Experience and Graphic Design Process – Unformed Thoughts
As part of some recently expansive thinking, I’ve been jamming on the following theme recently as follows. So far, I’ve got some thoughts, but no good solutions, on streamlining the experience and graphic design process overall.
I was thinking about one of our projects (referred to here as “Project X”) in which we delivered HTML and flat graphic “prototypes” for the purposes of user testing, client approval, etc. during the design phase.
Ideally, the prototyping work would be kept in synch with the functional design in a similarly programmatic way as the content requirements were to the experience design (i.e. translating the page layouts to standard modules via an XML schema). In practice, this was achieved through verbal communication between the EAs and the graphic design/HTML team, without any formal link between the assets used by each group (either module layouts or even page templates). This somewhat haphazard system worked to an extent, but there were misunderstandings between those constructing the “look and feel” and those specifying the functional design that would eventually define the actual user experience. Feedback from the results of prototyping was also difficult since there was no common vocabulary either to define or describe page elements.
A partial solution to this is being used on the XYZ project. A Freehand “asset library” has been created by the graphic design team that allows EAs to build page layouts on a set of pre-defined templates to create near pixel-perfect “wireframes” which are very close to what will be rendered into HTML. These are complete with graphics (either final versions or placeholders) and indicative content. The graphic design team can update these assets as part of their work, with any changes automatically reflected in the Freehand pages. These “wireframes” are therefore actually design prototypes made in a joint effort between EAs and designers, and presented to the client as such (as PDFs). The primary advantage of this process is that the experience design cannot significantly diverge from the graphic design.

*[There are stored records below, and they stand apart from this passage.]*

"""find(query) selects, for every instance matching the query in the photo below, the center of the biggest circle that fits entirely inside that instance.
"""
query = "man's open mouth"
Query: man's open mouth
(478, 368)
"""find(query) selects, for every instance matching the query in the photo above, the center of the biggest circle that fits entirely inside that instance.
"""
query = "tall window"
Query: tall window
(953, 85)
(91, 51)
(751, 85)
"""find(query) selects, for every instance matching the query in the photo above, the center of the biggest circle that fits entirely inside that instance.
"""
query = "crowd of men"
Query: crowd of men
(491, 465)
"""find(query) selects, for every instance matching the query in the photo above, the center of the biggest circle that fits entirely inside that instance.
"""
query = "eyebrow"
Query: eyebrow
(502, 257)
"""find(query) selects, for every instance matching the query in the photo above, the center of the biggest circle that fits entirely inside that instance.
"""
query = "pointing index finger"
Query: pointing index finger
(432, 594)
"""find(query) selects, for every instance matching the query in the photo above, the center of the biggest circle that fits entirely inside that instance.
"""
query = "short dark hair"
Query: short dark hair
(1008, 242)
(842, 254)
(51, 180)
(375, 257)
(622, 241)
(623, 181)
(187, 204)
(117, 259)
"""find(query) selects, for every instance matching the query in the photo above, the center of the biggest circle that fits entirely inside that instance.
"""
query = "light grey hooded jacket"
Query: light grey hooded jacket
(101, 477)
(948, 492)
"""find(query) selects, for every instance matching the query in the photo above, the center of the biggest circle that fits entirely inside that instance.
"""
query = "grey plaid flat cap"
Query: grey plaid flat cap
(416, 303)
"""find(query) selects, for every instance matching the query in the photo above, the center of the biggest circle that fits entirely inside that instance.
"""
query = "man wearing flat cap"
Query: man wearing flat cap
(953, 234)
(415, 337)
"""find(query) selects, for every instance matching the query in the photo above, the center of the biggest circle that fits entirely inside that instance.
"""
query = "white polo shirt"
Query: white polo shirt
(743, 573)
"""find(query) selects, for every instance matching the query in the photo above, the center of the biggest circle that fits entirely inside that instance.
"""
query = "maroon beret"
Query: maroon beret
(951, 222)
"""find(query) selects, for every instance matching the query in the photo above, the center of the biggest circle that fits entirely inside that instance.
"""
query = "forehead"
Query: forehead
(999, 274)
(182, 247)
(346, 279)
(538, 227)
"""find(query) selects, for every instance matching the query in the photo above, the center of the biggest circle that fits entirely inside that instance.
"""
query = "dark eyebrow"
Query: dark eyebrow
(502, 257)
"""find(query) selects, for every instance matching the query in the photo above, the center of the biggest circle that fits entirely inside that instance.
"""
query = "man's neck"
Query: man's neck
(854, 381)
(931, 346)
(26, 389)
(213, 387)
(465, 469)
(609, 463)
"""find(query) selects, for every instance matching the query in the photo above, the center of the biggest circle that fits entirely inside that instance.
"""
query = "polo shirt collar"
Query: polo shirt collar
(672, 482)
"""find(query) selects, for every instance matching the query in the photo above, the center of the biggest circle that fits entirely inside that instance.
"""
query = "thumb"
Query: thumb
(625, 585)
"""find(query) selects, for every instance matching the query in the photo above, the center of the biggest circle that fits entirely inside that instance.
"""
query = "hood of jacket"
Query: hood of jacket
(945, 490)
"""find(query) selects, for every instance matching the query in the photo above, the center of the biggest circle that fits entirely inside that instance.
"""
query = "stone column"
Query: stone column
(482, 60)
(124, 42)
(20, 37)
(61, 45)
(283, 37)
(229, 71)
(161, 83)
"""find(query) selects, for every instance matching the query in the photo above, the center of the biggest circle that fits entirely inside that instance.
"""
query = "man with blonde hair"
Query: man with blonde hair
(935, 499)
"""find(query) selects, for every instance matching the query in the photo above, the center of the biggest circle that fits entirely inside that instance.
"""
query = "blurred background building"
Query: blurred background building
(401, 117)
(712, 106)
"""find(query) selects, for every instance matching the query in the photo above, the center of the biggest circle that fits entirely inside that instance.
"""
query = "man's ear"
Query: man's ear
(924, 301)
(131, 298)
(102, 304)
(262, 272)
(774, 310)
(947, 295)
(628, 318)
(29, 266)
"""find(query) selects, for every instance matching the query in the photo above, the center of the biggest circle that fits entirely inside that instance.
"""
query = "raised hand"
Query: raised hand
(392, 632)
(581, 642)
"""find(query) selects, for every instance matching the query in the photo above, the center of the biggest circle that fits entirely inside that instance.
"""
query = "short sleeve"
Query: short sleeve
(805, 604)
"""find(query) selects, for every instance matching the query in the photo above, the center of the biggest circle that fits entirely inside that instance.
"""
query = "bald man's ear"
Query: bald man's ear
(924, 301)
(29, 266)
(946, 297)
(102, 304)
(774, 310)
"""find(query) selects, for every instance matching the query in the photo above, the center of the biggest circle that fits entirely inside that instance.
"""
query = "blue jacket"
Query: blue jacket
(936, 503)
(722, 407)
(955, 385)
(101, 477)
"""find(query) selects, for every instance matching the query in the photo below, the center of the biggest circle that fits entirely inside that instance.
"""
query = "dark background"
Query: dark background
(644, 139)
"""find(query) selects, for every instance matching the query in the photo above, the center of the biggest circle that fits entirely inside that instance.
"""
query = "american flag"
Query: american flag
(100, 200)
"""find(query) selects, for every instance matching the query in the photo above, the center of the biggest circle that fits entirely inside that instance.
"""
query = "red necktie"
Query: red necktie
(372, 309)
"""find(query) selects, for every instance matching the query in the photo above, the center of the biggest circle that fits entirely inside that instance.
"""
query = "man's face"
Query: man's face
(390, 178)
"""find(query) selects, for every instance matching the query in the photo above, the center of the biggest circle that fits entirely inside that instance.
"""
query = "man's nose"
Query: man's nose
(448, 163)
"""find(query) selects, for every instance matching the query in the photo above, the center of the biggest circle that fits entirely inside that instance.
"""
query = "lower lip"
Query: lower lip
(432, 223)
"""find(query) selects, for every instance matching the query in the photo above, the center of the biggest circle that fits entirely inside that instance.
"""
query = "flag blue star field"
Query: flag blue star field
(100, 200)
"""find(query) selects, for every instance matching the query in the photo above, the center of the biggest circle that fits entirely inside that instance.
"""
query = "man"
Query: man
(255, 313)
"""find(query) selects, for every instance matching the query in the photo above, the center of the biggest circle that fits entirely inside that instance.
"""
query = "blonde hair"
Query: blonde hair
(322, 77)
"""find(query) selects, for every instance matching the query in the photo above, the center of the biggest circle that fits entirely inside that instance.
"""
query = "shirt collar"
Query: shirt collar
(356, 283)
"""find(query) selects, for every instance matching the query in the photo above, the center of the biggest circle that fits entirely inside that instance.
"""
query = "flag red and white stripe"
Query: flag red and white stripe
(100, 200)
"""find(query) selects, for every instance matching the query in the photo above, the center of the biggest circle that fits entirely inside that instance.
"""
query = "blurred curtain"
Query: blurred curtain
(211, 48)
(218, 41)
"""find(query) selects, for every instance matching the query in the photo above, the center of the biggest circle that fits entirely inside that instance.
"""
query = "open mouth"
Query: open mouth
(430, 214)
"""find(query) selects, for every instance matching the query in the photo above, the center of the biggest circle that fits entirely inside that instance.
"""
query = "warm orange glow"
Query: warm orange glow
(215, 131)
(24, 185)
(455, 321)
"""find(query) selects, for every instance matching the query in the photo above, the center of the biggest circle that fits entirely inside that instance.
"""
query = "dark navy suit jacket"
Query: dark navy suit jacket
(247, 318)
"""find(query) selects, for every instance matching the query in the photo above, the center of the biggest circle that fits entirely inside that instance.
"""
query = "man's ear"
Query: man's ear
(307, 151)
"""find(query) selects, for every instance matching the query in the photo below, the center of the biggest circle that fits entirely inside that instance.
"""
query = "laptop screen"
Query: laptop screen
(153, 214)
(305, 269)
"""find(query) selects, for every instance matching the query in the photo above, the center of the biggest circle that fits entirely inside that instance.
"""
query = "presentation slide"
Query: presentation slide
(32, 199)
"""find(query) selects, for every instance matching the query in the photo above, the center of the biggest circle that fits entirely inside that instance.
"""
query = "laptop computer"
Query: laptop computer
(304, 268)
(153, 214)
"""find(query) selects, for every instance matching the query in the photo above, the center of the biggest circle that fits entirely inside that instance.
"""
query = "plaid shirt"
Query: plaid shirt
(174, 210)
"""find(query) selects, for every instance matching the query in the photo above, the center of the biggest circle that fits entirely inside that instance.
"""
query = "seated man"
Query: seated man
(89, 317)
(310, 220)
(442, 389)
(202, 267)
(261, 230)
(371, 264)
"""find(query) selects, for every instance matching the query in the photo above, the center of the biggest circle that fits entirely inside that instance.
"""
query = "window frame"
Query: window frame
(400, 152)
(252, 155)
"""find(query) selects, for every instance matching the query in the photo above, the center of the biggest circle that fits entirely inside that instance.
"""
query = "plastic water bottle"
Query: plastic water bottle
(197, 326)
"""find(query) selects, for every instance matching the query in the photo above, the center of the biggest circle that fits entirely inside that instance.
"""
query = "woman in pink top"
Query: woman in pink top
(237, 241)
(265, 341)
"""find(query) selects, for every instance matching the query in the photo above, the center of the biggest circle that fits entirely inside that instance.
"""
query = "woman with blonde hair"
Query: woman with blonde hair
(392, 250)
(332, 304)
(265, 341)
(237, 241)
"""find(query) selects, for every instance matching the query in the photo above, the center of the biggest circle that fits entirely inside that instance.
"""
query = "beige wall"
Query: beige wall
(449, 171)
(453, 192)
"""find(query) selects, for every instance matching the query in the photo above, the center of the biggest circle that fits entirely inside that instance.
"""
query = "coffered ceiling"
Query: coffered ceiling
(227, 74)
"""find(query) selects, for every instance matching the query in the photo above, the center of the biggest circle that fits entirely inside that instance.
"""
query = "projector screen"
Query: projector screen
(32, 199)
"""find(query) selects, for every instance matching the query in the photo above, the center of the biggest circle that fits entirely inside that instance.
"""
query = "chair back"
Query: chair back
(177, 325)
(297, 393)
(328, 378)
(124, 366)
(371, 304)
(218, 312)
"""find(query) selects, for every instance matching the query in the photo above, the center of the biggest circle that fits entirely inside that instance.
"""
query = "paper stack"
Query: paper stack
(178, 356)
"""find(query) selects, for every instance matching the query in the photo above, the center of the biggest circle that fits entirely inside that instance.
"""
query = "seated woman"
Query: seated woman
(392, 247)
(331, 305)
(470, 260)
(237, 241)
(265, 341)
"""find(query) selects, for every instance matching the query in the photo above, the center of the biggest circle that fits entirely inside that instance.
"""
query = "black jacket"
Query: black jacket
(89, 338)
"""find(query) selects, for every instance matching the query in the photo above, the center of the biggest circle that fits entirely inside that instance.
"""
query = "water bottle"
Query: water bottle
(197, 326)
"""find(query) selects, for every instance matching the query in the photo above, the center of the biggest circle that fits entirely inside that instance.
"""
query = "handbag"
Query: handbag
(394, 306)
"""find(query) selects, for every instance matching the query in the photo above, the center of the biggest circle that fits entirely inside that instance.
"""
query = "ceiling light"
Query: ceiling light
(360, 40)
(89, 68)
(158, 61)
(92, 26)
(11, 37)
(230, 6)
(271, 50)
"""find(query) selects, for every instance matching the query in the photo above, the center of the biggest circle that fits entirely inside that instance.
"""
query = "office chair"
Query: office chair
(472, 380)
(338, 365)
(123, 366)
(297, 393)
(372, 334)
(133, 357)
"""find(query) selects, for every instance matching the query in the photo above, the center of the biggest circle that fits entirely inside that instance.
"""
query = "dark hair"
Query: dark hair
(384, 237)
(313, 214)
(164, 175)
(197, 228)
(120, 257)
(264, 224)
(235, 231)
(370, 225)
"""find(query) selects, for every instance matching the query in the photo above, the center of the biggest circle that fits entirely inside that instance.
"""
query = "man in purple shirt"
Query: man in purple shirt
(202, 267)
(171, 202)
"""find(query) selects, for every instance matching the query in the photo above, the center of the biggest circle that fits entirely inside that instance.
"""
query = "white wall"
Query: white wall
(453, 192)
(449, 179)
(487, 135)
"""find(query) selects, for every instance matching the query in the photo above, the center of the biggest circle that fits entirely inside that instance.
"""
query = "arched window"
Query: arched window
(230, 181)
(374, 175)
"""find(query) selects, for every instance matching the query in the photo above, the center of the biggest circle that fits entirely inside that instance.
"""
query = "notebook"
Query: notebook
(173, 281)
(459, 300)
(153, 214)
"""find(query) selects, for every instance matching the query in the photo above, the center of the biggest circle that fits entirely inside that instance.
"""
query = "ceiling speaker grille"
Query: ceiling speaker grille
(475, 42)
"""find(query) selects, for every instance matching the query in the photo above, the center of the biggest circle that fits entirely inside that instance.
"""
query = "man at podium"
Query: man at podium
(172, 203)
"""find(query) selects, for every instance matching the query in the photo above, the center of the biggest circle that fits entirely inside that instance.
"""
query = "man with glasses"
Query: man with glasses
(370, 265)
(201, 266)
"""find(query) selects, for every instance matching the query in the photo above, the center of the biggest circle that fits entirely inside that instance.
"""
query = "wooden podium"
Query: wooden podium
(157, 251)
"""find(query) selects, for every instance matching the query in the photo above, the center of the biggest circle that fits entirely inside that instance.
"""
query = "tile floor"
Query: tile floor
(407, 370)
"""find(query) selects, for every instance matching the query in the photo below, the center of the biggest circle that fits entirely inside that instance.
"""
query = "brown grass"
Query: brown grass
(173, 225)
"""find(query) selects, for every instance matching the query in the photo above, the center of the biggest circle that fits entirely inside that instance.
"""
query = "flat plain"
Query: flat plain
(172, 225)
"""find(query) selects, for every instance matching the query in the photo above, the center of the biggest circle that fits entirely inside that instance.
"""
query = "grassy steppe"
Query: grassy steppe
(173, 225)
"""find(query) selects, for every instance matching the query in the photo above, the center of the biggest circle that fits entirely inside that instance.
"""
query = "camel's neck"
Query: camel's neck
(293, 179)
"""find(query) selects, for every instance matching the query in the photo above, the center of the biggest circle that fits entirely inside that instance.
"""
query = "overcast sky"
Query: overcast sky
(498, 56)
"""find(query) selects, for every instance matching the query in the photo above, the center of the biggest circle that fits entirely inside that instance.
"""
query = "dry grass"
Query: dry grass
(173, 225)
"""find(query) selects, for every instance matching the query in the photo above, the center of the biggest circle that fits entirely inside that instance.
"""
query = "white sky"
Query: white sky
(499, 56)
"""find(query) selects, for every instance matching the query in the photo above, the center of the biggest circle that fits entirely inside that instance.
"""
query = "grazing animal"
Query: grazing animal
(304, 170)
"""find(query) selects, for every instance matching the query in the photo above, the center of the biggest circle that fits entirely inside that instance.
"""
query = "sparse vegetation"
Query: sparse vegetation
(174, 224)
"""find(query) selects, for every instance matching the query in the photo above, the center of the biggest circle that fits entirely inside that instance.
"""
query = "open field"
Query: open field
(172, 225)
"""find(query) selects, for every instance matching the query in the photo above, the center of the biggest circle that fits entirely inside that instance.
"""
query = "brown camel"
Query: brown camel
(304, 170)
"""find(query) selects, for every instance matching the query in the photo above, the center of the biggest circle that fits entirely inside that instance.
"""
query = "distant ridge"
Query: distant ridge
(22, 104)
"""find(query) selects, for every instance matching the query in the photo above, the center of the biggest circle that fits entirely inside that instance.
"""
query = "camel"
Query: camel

However, this is really only a graphic design solution. Freehand does not allow the attachment of documentation to the assets in the library, nor does it talk to the outside world. Business rules, functional requirements and any other necessary description of the modules and templates will therefore have to be done separately by annotating the modules and providing the necessary documentation against those annotations by hand in the traditional way. There will therefore be problems such as incorrect element numbering, document management and other housekeeping issues that were experienced on Project X and will need to be overcome in the same way on XYZ. It is also unclear how the documentation of the modules will affect the graphic design process, since annotations placed into the Freehand pages will “corrupt” the graphical page designs. Depending on the number of subsequent iterations, it may be that the graphic design will then start to diverge from the specification work, and the same problems that existed with Project X will return. Freehand also does not allow good interaction prototyping, and there are also problems with using Freehand documents in a shared environment; managing the asset library and with the weak document housekeeping functions (no paragraph or page numbering, for example). On PCs, there are significant performance and stability issues.
Unlike software development, TV and film production, or many other fields of activity such as architecture or industrial design, new media development lacks an “IDE” (integrated development environment). This, combined with the above problems, is why I became interested in Ubiquity RP, which seems to be a contender for the position of New Media IDE. Not only does it work by the same “asset library” principle, but also supports the detailed documentation of the assets created. The resulting pages built from the assets can be exported as an HTML prototype (optionally annotated with JavaScript tool tips) to demonstrate clickable interactions from page to page (via links, drop-downs, form submissions, etc.) at the same time as graphical layouts. It can also export a “documentation view” of the modules as a Word file, a feature which in future versions may be enhanced to include spreadsheets and/or XML.
Unfortunately, Ubiquity is not yet mature or flexible enough for serious use. While it doesn’t need to be a graphic design tool or replacement for Freehand (which would still need to be used to create and update graphical assets before loading these into Ubiquity’s library), it does need to provide more functionality than it currently has in order to be valuable enough to consider using on a live project. I have been in correspondence with the authors, and have suggested improvements, some of which they appear keen to implement, but others less so. In general, however, they are very much on the right lines and may provide a means in the future to allow the synchronisation of experience and graphic design, documentation, prototyping and (via integration with the Project X design artefacts) content collation and the programmatic creation of a solid basis for the build phase. It would be difficult to underestimate the positive impact of that on most projects.